Data integration projects that include information from external Web services may be vulnerable to HTTP errors when retrieving remote data. When data mappings run under automated control it’s especially important to detect and report errors even if errors only occur very rarely.
A MapForce data mapping can include Web service calls and output the result directly to a file or database, or combine it with other inputs for further processing. Regardless of the final output, an HTTP Web service error encountered in a REST Web service request puts the mapping at risk.
MapForce includes features for handling HTTP errors instead of simply aborting execution of a mapping.

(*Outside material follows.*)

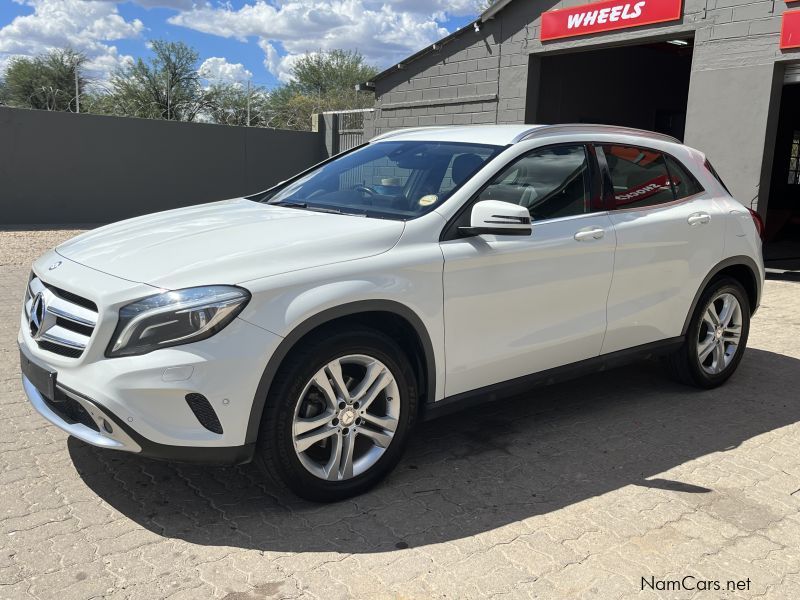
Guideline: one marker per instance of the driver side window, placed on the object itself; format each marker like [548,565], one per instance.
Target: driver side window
[550,182]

Developers can configure the body of a REST Web service call to handle and report exceptions based on the HTTP status code returned.
Let’s look at an example.
The sample data mappings installed with MapForce include a real-world REST Web service mapping called AirportStatus.mfd. This mapping calls a Web service sponsored by the Federal Aviation Administration that reports information about operation delays at major US airports. The mapping input is a three-letter airport code which is provided to the Web service, and the result is returned as a JSON file. The mapping and example result are shown below.
In the case of any HTTP error, the mapping execution would fail.
The MapForce Help file includes an explanation of conditional handling of a REST Web service response. We could simply paste the portion for handling HTTP errors onto the existing mapping, but we would have no way to validate the result in case of an HTTP error. We can’t force the FAA Web service to generate an HTTP error for testing!
Instead, we can use the Web service at httpstat.us to generate various HTTP status codes and descriptions for testing in a separate data mapping. For instance, the URL https://httpstat.us/200 in a browser window returns “200 OK.” The URL https://httpstat.us/400 returns “400 Bad Request,” and so on for all defined status codes up to 524.
We can implement a REST request for this service in MapForce by simply opening a new mapping file and clicking the Insert Web Service button in the toolbar:
This opens the Web Service Call Settings dialog where we can manually configure the settings. We will use a parameter in place of any specific status code so we can easily test alternate values.
Here is the mapping with a constant to supply the code parameter:
By default, a Web service function only supports normal HTTP response values in the range of 200-299. We can add support for other codes by right-clicking the Body element in the Response to open the Response Structure dialog and extend the range of accepted status codes:
We can map the result of the REST request to a simple text file, using the decode-mime-entity function. The Web service does not supply the character set value in the response header, so we’ll connect the constant value utf-8 to the decoding function.
Now we can use the Output button at the bottom of the MapForce mapping pane to execute the mapping and examine the result:
We can change the input constant in the mapping pane and execute again to see the difference:
We can use a concat function to combine the result with other information to create a more user-friendly status message:
Once we test the mapping with a variety of possible HTTP status codes and we’re satisfied with the results, we can add HTTP error handling to the existing AirportStatus.mfd mapping via a copy-paste operation. First will create a new response body in the AirportStatus mapping to handle response codes above the normal range. We can right-click the Body item in the response side of the Web service to add a new Body node.
This adds the new body and opens the Response Structure dialog, where we will specify processing for any HTTP Status greater than 299:
Now we can copy the mapping components of our error-handling definition from the test mapping, paste into the AirportStatus mapping, and connect the new Response body:
The mapping is now defined with multiple outputs. During manual execution directly in MapForce, the user would choose one output or the other. The value of the execution path for handling HTTP errors becomes clear when the mapping is intended for execution under automated control by MapForce Server or in a regularly scheduled FlowForce Server job. For instance, an automated data mapping could report the status of 50 different airports every half hour.
During automated execution all data mapping output paths are processed. To ensure the web service is called only once for each input, an intermediate component would catch the Web service result before mapping to the final target. If any HTTP error occurs, the date, time, and the exact HTTP Status code will be recorded.
Handling HTTP errors in a REST Web Services data mapping is like a seat belt or a fire extinguisher – something very good to have but you hope you won’t need to use it!